I entered the workforce full time in the 1990s. I was initially in the private sector making really good money. What a difference a wife and kids makes in your paycheck need perspective. Scratch versus stability. The economy later pushed me into teaching behavior challenged kids at an alternative school. Scratch versus stability.
Teaching behavior challenged kids is an honorable profession. We will leave it at that. Suffice it to say it isn’t the kids that world that need help. It is the adults.
I digress. I recently sat with other potential hires for an organization owned by a man who at forty, bragged about his business being his dream. Rudely expressing his expectations, he told us that we would help strengthen his team f or very little money and even less respect. Forty for me isn’t that far off. I left, thinking, “Why have I wasted my working life living for other people’s dreams?”
In the car on the way home, I did some quick mental math. Exactly what do I need to live on per month? Thanks to a divorce I was no longer footing the bills for a monster mortgage, three car notes, and someone else’s silliness. The number was pretty low. With some modifications, I still had to work (don’t we all?), but I could begin pursuing my dream instead of growing old helping someone make theirs come true.

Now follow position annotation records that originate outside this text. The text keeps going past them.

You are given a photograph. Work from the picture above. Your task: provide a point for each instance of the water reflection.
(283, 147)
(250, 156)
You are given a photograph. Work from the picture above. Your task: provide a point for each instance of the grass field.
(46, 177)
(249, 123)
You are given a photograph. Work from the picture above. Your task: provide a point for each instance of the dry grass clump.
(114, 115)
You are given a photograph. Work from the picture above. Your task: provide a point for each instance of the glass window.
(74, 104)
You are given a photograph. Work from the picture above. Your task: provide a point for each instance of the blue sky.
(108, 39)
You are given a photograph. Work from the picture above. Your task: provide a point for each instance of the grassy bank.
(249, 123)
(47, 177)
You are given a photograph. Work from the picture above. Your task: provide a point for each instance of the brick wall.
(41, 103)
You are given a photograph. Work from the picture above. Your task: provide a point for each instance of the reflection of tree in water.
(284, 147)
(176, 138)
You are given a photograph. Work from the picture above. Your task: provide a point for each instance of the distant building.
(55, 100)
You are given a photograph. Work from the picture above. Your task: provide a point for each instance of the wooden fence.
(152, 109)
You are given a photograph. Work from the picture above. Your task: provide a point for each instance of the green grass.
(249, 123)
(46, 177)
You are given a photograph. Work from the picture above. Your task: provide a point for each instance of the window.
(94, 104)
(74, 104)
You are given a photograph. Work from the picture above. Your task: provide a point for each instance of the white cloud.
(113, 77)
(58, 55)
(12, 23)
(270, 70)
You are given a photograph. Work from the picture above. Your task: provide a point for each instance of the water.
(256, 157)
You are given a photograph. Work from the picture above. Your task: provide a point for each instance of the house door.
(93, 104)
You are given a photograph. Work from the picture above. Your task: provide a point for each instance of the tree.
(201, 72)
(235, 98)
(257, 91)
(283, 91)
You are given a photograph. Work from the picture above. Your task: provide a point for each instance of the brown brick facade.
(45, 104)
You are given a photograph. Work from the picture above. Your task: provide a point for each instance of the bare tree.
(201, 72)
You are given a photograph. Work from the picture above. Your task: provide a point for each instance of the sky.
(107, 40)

When making my new “Let me do me” budget, top on my list were housing and my son’s education. I also had to pay for transportation. Everything else, including my ego, became expendable. If I found working some job that intimates would think was below my education and stature embarrassing, I reminded myself what working for prestige cost me. I had all the prestige in my world when focusing on bringing someone else closer to their goal. All whores have prestige. It’s what keeps them whoring while someone else gets rich off of their work. Prestige is the currency someone pays you to convince you their dream is your own.
F. Scott Fitzgerald wrote what killed Jay Gatsby was he paid a high price for living too long with a single dream. Too many of us who entered the workforce in the thriving nineties, however, paid too high a price to fulfill others’ dreams. Others’ dreams for us. Others’ dreams for themselves. Incomplete dreams about getting a piece of all the money there was to be made then. We can make more money, but we will never regain that time. No, I agree with Carraway. Gatsby was alright in the end. It was what preyed on Gatsby. What preys on many of us? A desire to have a bit of our dream, a bit of some money, a bit of this and a bit of that. Why, with all these bits that don’t add up, are we are wholly unsatisfied?
Look at your life long and hard. Whose dream are you living?